As the aftershocks of the coronavirus pandemic continue to rumble through the U.S. economy, Signet Jewelers announced something surprising this week. The company said it has cut sales of engagement rings this year because it failed to meet the needs of singles who were stuck at home during lockdown. – I will be engaged in 2020.
Virginia C. Drosos, chief executive of Signet, which owns Kay Jewelers and Zails, told investors Thursday, As a result, engagement declined in the quarter.” Shares of Signet, the largest U.S. jewelery retailer, fell after the company lowered its sales and earnings forecasts for the year.
In some ways, the engagement ring is a glorious microcosm of the American economy. The bridal jewelery business has been hit by the delayed impact of the pandemic, rapid inflation weighing on consumers and heightened shopper tension.

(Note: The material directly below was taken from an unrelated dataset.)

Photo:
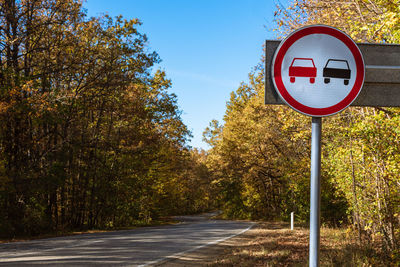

Some of the volatility is purely due to the pandemic. The mass cancellations of weddings during the 2020 lockdown were expected to level off over the next few years as they rebound in late 2021 and into 2022 and return to more typical patterns. Wedding-related activity appears to be showing early signs of a slowdown in 2023, but whether that’s due to the dating drought in 2020 or simply years of later and fewer marriages, according to Signet. It is unclear whether it will revert to
what is clear? Wedding trends are also tied to wider and potentially longer-lasting economic implications. Signet sales are down not only because fewer people are on one knee, but also because ring shoppers are becoming more cautious amid rapid inflation and growing uncertainty about the direction of the economy. may be because they are cutting back on spending. Both the volume and value of jewelery sold by Signet declined in the last quarter.
Drosos said the company “expected the low double-digit decline in engagement we saw this quarter,” but said other factors were also at play. “Recent consumer confidence, declining tax refunds, economic uncertainty stemming from the collapse of a local bank, and continued inflation are likely to weaken spending across the jewelery industry,” she added.
Consumers face major challenges this year. As measured by the Personal Consumption Expenditure Index, prices have risen cumulatively by about 15% over the past three years. Inflation has slowed in recent months, but many workers feel wages are lagging.
The Fed is raising interest rates to cool the economy and counter persistent inflation. Not only will it become more expensive for consumers to shop and take out loans on credit, but volatility in interest rates will also make it more likely that the economy will slip into recession.
With many households seeing their savings dwindling and worrying about job security, they may be reluctant to spend on big ticket items like fancy diamond rings and custom-made wedding dresses.
David’s Bridal, a wedding dress retailer, suggested some brides were becoming more budget minded amid a bankruptcy filing earlier this year.
“More and more brides are opting for non-traditional wedding attire, such as second-hand wedding dresses,” said James Markham, the company’s CEO. Court submission.
Like many economies, the wedding industry is showing signs of fragmentation. High-income earners are able to tap into their savings and continue spending, while low-income households spend a greater percentage of their income on food and other necessities. Cracks begin to form under the weight of inflation.
Luxury retail group LVMH, which owns jewelry stores such as Tiffany & Co. continuous growth Expectations are high in early 2023, including strong jewelery sales.
LVMH’s chief financial officer, Jean-Jacques Guiony, told investors in April that “everyone expected 2023 to be a terrifying year for the US luxury industry,” adding that the collapse did not materialize. explained. “It’s normalizing, but not bad.”
But at mass-market brands like Kay and Zareth, shoppers may be pulling back.
“We’re starting to see some softening in the relatively isolated high end, and the low end continues to come under pressure,” Signet finance chief Joan Hilson said on a conference call on Thursday. rice field.
Signet hopes demand for wedding rings will pick up. It predicts that there will be 500,000 more engagements from 2024 to 2026 than pre-pandemic trends indicate, as lockdowns lead to delayed dates leading to matches. But Bank of America analysts wrote they were “concerned that some of that recovery could be offset” by lower spending on jewelery by “stressed-out consumers”. there is
Wedding Report founder Shane McMurray is skeptical about having a big gap year during an engagement. He expects weddings in 2023 to drop 20% from 2022 levels as trends return to normal. Lyman Stone, research director at consulting firm Demographic Intelligence, also agrees that the current wedding downturn may not reflect a temporary decline, but a return to previous trends. bottom.
“2023 is going to be a sluggish year,” he said. “I think it’s a bit of an overstatement to blame the 2020 lockdowns for that.”